Despite the lack of an official definition for occupational COPD, substantial evidence points to nonsmoking exposure as the most likely cause. A broad range of nonspecific vapors, gases, specks of dust, and fumes are implicated in occupational COPD, with dust showing the most consistency. 

The strongest evidence comes from workers who have been exposed to coal dust, silica, cotton dust, or cadmium fumes. There is a synergistic effect of cigarette smoke exposure in these workers, which means their risk goes up more than if they were exposed to it separately.

The findings from a recent case-control study indicate that the risk of occupational COPD increases with age, the number of cigarettes smoked, and exposure duration.

Work-Related Dermatitis

The second most common occupational disorder is skin exposure, which occurs at a rate of 2.3 injuries per 10,000 workers. Chemicals, such as pesticides, are potentially absorbed through the skin by more than 13 million US workers each year. 

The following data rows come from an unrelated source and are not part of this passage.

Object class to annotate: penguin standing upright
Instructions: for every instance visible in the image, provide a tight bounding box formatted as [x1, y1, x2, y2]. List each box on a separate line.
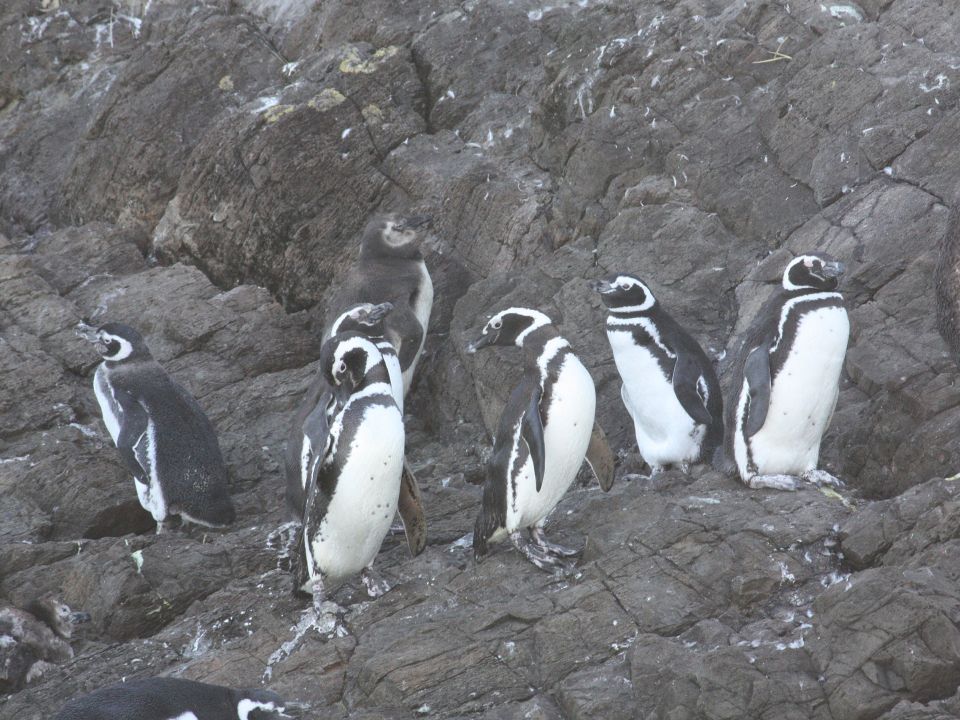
[593, 274, 723, 475]
[78, 323, 236, 534]
[295, 333, 404, 614]
[467, 307, 596, 569]
[727, 253, 850, 490]
[324, 213, 433, 395]
[55, 677, 290, 720]
[284, 302, 427, 555]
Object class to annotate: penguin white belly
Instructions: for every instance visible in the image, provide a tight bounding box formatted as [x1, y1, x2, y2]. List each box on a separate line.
[310, 405, 404, 577]
[93, 363, 121, 445]
[741, 307, 850, 475]
[400, 260, 433, 393]
[377, 342, 403, 417]
[506, 354, 597, 532]
[607, 331, 706, 465]
[133, 420, 167, 522]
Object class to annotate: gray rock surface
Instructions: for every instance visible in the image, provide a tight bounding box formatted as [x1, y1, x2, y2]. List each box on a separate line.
[0, 0, 960, 720]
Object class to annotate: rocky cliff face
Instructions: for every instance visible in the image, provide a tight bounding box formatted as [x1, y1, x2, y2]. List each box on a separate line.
[0, 0, 960, 720]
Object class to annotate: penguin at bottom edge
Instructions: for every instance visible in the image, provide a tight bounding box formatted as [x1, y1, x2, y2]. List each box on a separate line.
[55, 677, 293, 720]
[467, 308, 613, 571]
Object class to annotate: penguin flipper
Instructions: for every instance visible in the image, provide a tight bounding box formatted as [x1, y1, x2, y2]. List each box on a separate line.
[520, 385, 547, 492]
[473, 445, 512, 560]
[586, 422, 615, 492]
[673, 352, 713, 425]
[397, 458, 427, 557]
[113, 388, 150, 484]
[384, 307, 425, 372]
[743, 344, 771, 437]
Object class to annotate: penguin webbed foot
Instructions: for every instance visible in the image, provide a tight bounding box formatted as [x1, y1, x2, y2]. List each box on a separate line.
[310, 575, 347, 637]
[744, 475, 797, 492]
[530, 527, 583, 558]
[801, 469, 844, 490]
[360, 565, 390, 598]
[510, 530, 575, 574]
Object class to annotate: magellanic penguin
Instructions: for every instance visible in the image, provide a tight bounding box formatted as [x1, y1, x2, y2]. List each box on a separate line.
[727, 253, 850, 490]
[593, 274, 723, 475]
[285, 302, 427, 556]
[467, 307, 597, 569]
[324, 213, 433, 395]
[55, 677, 300, 720]
[295, 333, 404, 614]
[78, 323, 236, 533]
[0, 595, 90, 693]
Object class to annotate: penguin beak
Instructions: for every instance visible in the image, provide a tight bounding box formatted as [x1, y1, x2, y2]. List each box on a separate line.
[74, 320, 100, 342]
[467, 333, 497, 355]
[823, 260, 847, 278]
[590, 280, 613, 295]
[403, 215, 433, 230]
[367, 302, 393, 322]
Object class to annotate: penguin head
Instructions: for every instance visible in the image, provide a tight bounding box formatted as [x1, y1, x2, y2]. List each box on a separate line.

In Europe, ten countries have recently reported a decline in occupational dermatitis cases. Due to its high prevalence, occupational contact dermatitis accounts for 90% to 95% of occupational skin disorders.

MSD. (Occupational Musculoskeletal Disorders)

Musculoskeletal disorders occur due to sudden exertion or prolonged exposure to factors such as repetitive movement, force, vibration, or awkward positions that cause or aggravate injuries to muscles, tendons, joints, cartilage, and nerves. 

In addition to stress fractures, nonspecific strains, sprains, muscles tears, back pain, and hernias, there are also many upper-limb disorders. Manufacturing and service industries are responsible for about half of the occupational musculoskeletal disorders. 

Data from 2011 indicates that musculoskeletal disorders accounted for 33% of occupational injuries and illnesses. Due to different definitions used in studies, it’s hard to estimate the true prevalence of occupational musculoskeletal disorders. 

Hand activity, forceful exertion, awkward positions, and hand-transmitted vibration all contribute to risk.

The most common types of MSD prevalent in workers are:

  • Carpal Tunnel Syndrome
  • Epicondylitis

The Verdict

Occupational health risks and diseases have increased due to work and working conditions changes. New technologies also pose unknown risks. Without proper assessment and management, these risks could prove to be hazardous. As a result, there could be severe health consequences. 

Therefore, occupational health surveillance and risk management are crucial for collecting empirical and research data. So, this new knowledge can be used in preventing occupational diseases. 

Additionally, it is crucial for workers working in exposed environments to get timely check-ups so any anomaly can be diagnosed and treated in time.